I tell you, some boys experienced some very embarrassing moments when they entered the dance hall and went from girl to girl and no one wanted to dance with them. And why exactly would a girl refuse to dance with a certain person? Don’t laugh, but this is true. He could be a little to drunk. He could be sloppy and not look neat enough. He could be an “outsider”, meaning not from San Pedro. Or the ladies would be waiting for their blue prince.

And here is a special thing that occurred at dances during the 50’s and 60’s. If a young man wanted to dance with this special girl and a boy had beaten you to her, he could simply go to a dancing couple, touch the gentleman on his shoulder, and say the word “paloma”, which means pigeon. The pigeon was the young lady, and it was the custom for the young man to let girl dance with the other person. He could turn to another couple and ask for “paloma”, or he could simply wait for about a minute and come back to the same girl and get his “paloma” back.
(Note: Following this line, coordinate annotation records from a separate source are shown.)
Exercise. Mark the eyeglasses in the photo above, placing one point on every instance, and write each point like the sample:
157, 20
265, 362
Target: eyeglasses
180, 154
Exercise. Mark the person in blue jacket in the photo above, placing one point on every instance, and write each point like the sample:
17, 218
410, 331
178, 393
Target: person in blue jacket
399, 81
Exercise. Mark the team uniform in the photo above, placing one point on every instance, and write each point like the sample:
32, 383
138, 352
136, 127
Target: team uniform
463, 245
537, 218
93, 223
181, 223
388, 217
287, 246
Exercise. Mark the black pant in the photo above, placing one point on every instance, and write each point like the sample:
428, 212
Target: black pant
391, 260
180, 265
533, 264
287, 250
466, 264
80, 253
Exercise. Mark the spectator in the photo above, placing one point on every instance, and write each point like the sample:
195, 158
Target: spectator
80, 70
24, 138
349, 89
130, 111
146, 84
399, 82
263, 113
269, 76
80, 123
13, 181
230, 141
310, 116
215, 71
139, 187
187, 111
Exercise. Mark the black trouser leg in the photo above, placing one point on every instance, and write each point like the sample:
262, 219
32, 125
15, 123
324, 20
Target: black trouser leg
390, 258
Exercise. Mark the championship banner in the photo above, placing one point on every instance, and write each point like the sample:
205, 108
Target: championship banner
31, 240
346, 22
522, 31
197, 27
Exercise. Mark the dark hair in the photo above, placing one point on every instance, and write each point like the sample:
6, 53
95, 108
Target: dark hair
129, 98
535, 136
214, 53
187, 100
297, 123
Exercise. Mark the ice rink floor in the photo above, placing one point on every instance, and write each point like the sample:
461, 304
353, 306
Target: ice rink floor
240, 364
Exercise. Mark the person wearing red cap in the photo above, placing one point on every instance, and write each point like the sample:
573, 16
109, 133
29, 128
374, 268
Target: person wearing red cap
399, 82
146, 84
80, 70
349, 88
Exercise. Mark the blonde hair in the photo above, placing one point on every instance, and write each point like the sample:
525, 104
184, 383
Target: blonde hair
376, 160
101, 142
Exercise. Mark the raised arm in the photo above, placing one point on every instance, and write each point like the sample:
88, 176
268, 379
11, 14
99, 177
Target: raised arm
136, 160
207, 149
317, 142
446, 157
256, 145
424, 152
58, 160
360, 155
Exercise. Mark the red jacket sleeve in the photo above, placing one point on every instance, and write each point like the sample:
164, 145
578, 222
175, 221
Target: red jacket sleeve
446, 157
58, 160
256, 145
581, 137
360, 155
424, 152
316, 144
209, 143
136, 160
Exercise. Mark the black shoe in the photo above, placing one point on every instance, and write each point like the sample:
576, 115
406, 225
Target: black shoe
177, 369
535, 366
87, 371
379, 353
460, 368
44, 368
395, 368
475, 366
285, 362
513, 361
Now this was a custom and most men were courteous. The girls were courteous and cooperated also. But not all men were courteous. We can recall one or two guys who would turn around and punch you on the face instead of giving you the “paloma”. Of course, nobody ever went to them, but they were not very liked young men. They were considered “rebeldes” or rebels. And most parents did not want such a boy for their daughters, because they were not courteous. And the other men did not like them either and found reasons to pick fights with them. Trust me, there were only one or two of those rebels.

Oh yes, there are other anecdotes or stories you hear about dancing. Men would place a handkerchief on their hands to hold the young lady’s hands. Guys would take refreshments to the chaperone, to win her heart and admiration. A girl would squeeze your hand or press her hand on your shoulder to signal to you that she did not want you to give her as “paloma”.
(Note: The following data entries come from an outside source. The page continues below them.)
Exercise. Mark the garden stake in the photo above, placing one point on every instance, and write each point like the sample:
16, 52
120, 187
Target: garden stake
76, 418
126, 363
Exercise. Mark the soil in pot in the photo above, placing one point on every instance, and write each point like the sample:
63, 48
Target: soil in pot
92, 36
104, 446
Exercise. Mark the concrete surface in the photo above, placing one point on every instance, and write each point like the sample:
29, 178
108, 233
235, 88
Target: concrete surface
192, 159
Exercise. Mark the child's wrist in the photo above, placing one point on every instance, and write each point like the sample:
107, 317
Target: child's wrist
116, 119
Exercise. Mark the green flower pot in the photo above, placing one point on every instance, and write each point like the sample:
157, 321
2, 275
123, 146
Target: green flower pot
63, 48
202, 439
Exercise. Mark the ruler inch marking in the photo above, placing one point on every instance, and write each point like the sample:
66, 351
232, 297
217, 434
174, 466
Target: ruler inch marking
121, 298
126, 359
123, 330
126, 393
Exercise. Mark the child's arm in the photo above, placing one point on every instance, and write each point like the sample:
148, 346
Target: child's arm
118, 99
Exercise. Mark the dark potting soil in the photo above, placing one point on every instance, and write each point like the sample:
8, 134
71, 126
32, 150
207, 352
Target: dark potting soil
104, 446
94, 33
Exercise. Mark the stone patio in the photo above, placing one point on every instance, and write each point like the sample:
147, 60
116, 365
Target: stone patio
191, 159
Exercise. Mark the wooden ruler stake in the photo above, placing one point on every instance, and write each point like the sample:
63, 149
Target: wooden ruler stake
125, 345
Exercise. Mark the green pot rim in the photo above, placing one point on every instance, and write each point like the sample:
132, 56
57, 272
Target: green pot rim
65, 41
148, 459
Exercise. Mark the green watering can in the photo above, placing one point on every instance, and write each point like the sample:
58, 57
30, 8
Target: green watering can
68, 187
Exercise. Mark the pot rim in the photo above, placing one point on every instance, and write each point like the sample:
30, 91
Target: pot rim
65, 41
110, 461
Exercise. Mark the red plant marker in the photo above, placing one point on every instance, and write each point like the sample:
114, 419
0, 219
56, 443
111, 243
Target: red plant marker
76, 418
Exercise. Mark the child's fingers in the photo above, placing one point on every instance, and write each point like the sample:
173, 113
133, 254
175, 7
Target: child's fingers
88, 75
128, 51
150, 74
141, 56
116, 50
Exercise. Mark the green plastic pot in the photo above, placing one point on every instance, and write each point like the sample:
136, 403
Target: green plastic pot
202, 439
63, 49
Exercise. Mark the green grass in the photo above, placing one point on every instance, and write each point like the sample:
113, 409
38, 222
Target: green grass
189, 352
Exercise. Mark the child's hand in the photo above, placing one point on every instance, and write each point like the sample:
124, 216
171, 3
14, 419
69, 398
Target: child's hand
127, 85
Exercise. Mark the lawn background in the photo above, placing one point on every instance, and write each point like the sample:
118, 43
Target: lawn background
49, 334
Mothers would pull their daughters out of the dance hall if she refused to dance with a young man, or if she refused to be given as “paloma”. A person would accidentally switch off the lights and all the chaperones would rush inside the dance hall to look after their daughters. And the worst thing about dances is to have a girl sitting in the dance hall and nobody would come and ask her to dance. It was because of her personality, or because she was known to reject dancing with everyone. For her, I am sure, dancing was not a very special event twenty five years ago.